So jealous , but awsome job.


----------



## mattchubb1 (Jun 29, 2007)

the porsche looks amazing, for me either car will do nicely  in my dream garage


----------



## Finerdetails (Apr 30, 2006)

a cracking 41 hrs work Nathan, well done, a great detailing master piece and one am I sure members will recognise your dedication for.


----------



## jedi-knight83 (Aug 11, 2006)

Thanks Iain. Im sure any other pro detailer could have aceived those results and done 41 hrs straight.... but they prob have their heads screwed on better and choose not to work for 41hrs!


----------



## Kev_mk3 (Sep 10, 2007)

is the owner of the lambo looking to adopt a 23 year old child at all? if so pass my details on 

cracking work and the guy seems nice inviting you for evening dinner 2 nights on the run 

nice garden aswell


----------



## Mark M (Nov 29, 2006)

That GT3 finishing is ridiculous. How wet!!!!!!


----------



## jedi-knight83 (Aug 11, 2006)

Gleammachine said:


> Very nice indeed a lovely car and detail.
> 
> Have my first Gallardo booked in for next month and it's black so should be nice and swirly if it's like any of the others I've done for the customer before.


just beware as they have hard paint. the spot i had to polish was like rock.


----------



## kk1966 (Aug 8, 2007)

jedi-knight83 said:


> Im sure any other pro detailer could have aceived those results and done 41 hrs straight.... but they prob have their heads screwed on better and choose not to work for 41hrs!

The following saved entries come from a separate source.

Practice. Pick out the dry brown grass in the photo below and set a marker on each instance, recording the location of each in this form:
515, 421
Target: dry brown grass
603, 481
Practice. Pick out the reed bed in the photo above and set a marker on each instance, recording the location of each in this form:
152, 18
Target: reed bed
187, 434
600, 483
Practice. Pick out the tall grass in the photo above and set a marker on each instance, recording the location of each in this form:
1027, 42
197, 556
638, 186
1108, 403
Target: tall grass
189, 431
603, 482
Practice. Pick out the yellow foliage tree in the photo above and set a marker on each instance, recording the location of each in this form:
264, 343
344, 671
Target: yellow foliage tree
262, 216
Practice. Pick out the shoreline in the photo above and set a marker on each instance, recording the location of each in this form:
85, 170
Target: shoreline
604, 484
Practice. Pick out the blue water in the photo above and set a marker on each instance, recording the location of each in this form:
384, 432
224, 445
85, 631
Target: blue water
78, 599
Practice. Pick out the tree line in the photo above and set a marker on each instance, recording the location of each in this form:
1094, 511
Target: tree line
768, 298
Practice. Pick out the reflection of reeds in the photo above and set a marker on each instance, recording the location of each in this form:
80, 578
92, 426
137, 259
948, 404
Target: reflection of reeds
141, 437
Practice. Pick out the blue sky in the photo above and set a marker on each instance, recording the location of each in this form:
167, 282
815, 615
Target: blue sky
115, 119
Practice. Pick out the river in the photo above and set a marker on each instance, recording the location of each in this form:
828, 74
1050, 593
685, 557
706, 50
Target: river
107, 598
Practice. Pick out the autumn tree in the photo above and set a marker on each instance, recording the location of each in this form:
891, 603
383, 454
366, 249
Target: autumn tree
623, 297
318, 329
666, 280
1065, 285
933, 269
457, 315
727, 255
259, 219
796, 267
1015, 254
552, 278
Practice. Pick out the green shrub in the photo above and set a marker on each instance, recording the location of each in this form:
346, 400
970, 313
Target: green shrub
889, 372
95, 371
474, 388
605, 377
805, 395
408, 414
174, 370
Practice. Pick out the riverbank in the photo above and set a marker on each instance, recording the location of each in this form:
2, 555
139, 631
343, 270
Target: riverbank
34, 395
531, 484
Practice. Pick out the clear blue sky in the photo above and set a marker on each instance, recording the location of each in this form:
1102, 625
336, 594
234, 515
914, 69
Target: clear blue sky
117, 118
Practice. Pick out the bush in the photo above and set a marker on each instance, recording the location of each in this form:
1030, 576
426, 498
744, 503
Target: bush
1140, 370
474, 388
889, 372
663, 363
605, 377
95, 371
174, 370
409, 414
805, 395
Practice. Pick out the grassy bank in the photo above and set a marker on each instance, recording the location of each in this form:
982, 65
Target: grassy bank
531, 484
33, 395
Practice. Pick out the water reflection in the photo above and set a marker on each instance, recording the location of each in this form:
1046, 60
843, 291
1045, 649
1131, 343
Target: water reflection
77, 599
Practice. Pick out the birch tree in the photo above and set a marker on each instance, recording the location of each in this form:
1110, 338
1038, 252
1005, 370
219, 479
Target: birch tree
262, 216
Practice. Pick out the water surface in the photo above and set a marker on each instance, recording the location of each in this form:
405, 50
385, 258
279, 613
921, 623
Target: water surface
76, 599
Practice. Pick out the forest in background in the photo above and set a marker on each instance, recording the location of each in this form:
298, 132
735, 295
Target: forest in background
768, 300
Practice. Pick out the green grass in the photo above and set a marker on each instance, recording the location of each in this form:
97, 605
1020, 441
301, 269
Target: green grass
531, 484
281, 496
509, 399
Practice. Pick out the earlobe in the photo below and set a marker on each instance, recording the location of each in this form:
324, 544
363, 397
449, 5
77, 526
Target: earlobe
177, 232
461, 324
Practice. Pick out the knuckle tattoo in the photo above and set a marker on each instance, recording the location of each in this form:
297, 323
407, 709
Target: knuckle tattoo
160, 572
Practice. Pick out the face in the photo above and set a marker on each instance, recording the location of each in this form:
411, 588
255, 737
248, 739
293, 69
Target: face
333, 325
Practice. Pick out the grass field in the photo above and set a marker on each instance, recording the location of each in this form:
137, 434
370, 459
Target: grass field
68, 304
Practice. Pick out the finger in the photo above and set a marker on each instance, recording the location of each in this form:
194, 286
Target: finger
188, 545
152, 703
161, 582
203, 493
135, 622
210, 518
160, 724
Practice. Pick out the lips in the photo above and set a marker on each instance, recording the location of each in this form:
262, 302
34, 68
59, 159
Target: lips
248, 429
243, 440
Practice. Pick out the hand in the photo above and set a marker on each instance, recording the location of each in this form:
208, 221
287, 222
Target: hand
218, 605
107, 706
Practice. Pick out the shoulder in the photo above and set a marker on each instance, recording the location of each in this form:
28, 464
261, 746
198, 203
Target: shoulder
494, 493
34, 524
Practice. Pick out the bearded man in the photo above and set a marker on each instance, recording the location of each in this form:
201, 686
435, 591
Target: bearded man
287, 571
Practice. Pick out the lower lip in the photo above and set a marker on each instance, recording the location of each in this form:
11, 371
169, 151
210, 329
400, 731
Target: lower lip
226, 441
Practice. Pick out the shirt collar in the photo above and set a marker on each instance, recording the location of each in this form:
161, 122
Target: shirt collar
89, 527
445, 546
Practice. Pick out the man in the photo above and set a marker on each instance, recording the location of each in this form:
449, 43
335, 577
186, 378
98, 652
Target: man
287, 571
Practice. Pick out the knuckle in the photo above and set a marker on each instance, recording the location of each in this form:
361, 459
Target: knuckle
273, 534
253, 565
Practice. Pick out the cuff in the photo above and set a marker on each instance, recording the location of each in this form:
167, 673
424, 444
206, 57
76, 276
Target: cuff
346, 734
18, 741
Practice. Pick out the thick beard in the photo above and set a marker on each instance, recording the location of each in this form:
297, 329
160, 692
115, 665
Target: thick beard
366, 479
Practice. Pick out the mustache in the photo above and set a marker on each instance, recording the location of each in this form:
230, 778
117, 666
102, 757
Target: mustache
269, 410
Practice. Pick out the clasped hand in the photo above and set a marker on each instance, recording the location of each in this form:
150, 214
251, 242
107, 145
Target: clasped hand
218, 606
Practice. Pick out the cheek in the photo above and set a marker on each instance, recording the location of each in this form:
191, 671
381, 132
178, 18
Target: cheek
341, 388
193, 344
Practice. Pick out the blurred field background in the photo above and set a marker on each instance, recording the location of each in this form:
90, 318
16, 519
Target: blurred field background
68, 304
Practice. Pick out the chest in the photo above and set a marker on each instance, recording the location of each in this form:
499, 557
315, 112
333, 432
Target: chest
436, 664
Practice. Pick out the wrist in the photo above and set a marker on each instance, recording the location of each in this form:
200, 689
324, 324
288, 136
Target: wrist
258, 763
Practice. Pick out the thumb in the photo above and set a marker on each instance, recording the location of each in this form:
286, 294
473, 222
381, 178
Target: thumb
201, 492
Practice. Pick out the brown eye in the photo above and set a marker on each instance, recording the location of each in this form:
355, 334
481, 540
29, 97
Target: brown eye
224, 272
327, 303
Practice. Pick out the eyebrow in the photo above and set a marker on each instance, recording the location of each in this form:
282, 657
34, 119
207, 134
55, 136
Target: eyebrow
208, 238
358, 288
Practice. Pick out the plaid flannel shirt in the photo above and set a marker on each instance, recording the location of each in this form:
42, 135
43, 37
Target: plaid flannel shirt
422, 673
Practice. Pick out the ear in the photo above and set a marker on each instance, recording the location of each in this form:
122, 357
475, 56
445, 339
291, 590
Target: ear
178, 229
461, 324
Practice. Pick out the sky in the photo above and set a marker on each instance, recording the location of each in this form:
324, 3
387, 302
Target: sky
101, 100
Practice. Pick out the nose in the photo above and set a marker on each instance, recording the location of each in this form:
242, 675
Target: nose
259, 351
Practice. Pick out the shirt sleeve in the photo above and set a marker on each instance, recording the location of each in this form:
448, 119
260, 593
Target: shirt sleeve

Another stunner. I bet your gagging to clean an old Mondeo just to break up the monotany

Seriously though another top quality job. And there are more of us out here who haven't screwed their heads on right and book silly work in for silly hours...you're not alone:wall:


----------



## jedi-knight83 (Aug 11, 2006)

Kev_mk3 said:


> is the owner of the lambo looking to adopt a 23 year old child at all? if so pass my details on
> 
> cracking work and the guy seems nice inviting you for evening dinner 2 nights on the run
> 
> nice garden aswell


oh the garden is a bit of a building site and has been for a few years i gather. But the listed house is now completely modernised and pretty much finished and the swimming pool is all done and planning permission has passed for the new 4 bay garage... so that will hopefully be done when i return


----------



## Boyd (Aug 4, 2007)

Damw thats one great machine!, you just made me jalous. Love the sound of that car! :argie:


----------



## Deanoecosse (Mar 15, 2007)

Stunning finish on another stunning supercar Nathan. What a tough choice the owner must face opening his garage door in the morning and having to decide which toy to bring out to play.


----------



## NKS (Feb 22, 2007)

An epic 41 hours for you and all to the same high consistency!

Great details and dedication mate, I am in awe:thumb:


----------



## ST dan (Mar 25, 2007)

job well done mate 

the reason they are kept in good condition from new is that the car comes in a full body cover soon as its built and only gets removed when the car has its pdi.


----------



## SamVx (May 20, 2007)

Great work and a fantastic result! :thumb: 

Hope you got some serious sleep in that night....!


----------